Favored flier no longer

Richard Roesler Staff writer

OLYMPIA – As Tim Erwin allegedly saw it, former state senators never retire. They just fly, fly away.

State prosecutors on Thursday charged former Sen. Erwin with theft, saying from 2003 to 2005, he illegally claimed government discounts on 36 Alaska Airlines flights. The problem: Erwin, a one-term Bothell Republican, left office in 1994.

“He had an old, dog-eared, I’m-a-state-senator business card,” said Assistant Attorney General Scott Marlow. “Somebody finally questioned it, and the jig was up.”

On Aug. 17, 2005, according to legal documents, as Erwin was disembarking from a plane, the airline tried to present him with a bill for $14,367 in improper discounts. Erwin, the document says, at first denied it was him, then “attempted to speak in what appeared to be a foreign language and continued walking away.” He later agreed to repay the airline.

In a phone interview, Erwin heatedly denied scamming the airline, characterizing things as a billing dispute. He said he simply asked the ticket agent for the “V code.”

“It wasn’t like I said I was a senator,” he said. “I knew they had different codes.”

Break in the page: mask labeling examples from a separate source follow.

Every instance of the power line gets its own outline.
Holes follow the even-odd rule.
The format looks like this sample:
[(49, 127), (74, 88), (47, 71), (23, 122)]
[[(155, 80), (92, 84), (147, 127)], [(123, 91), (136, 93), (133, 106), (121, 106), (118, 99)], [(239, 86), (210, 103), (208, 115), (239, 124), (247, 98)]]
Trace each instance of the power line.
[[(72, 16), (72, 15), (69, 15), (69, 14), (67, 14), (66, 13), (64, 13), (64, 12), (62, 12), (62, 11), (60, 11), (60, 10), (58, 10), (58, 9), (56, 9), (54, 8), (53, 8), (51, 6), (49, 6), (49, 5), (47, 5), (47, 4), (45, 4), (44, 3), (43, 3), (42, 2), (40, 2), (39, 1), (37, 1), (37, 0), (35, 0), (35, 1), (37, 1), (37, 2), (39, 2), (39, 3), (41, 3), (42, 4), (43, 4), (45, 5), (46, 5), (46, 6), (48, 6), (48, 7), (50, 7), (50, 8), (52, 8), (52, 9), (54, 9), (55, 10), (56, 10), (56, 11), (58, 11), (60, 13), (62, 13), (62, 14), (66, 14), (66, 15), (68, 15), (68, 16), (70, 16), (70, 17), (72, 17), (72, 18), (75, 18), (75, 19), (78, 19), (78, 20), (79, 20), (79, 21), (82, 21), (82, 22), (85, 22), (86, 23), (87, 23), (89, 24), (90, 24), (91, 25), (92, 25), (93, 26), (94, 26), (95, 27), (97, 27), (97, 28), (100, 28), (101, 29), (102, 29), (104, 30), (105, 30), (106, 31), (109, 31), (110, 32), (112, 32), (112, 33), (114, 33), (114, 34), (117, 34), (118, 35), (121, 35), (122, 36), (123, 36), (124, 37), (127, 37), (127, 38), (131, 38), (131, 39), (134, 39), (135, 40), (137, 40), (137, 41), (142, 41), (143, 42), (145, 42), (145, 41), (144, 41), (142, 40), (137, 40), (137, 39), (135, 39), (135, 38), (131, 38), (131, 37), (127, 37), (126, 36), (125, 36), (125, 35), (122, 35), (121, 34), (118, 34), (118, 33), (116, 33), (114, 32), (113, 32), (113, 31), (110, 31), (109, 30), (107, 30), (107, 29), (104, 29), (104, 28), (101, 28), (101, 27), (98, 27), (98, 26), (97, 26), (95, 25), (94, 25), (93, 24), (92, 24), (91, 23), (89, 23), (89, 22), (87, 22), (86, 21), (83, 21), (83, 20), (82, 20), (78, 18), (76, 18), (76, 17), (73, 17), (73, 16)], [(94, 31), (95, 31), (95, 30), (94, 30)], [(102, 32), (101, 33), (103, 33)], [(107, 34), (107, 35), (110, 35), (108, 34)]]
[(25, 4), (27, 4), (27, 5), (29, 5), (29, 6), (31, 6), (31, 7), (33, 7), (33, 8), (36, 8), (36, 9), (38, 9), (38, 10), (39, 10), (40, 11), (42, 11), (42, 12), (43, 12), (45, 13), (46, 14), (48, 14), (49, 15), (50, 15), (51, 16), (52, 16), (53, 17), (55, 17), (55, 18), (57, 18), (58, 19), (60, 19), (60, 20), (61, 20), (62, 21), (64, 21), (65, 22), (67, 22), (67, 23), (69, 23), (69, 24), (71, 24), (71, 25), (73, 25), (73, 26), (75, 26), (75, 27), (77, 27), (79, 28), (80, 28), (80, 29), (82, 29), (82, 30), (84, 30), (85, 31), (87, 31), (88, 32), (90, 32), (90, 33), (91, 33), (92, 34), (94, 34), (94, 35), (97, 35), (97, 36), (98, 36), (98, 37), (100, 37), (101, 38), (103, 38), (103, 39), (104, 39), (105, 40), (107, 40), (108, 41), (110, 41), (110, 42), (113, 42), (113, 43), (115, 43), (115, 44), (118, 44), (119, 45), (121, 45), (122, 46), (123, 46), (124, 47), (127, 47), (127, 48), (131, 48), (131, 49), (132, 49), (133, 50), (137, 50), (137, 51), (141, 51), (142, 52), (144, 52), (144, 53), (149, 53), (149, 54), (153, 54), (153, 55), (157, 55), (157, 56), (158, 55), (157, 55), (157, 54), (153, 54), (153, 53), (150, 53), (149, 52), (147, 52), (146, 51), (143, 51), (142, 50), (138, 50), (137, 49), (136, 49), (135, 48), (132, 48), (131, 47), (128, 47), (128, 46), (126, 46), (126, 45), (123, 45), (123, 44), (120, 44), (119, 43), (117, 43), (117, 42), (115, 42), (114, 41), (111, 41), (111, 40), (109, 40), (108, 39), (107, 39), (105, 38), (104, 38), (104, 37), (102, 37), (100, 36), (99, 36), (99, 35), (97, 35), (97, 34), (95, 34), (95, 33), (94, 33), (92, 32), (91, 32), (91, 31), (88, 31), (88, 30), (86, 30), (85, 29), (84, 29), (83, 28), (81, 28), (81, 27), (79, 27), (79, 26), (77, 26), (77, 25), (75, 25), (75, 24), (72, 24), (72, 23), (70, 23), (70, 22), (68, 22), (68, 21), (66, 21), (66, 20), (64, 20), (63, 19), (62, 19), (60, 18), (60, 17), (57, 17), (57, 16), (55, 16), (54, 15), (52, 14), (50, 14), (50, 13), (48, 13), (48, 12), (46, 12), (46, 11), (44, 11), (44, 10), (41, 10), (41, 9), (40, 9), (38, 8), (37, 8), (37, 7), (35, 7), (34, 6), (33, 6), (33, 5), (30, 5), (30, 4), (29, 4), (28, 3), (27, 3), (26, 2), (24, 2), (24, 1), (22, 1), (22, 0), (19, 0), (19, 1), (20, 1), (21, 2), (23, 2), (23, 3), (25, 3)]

Only once, he said, did he show the business card. Asked why he sought a discount long after he left government, he declined comment.

“I’m not going to say anything more about that,” he said. “…They weren’t enforcing, weren’t asking for ID.”

He said he’s made five of the scheduled 18 payments.

As for denying his identity and feigning a foreign tongue, he said, “That’s totally ludicrous. That did not happen at all. … I don’t look anything like a foreigner anyway.”

Erwin now lives in California, where he works for the University of La Verne as the senior director of major gifts.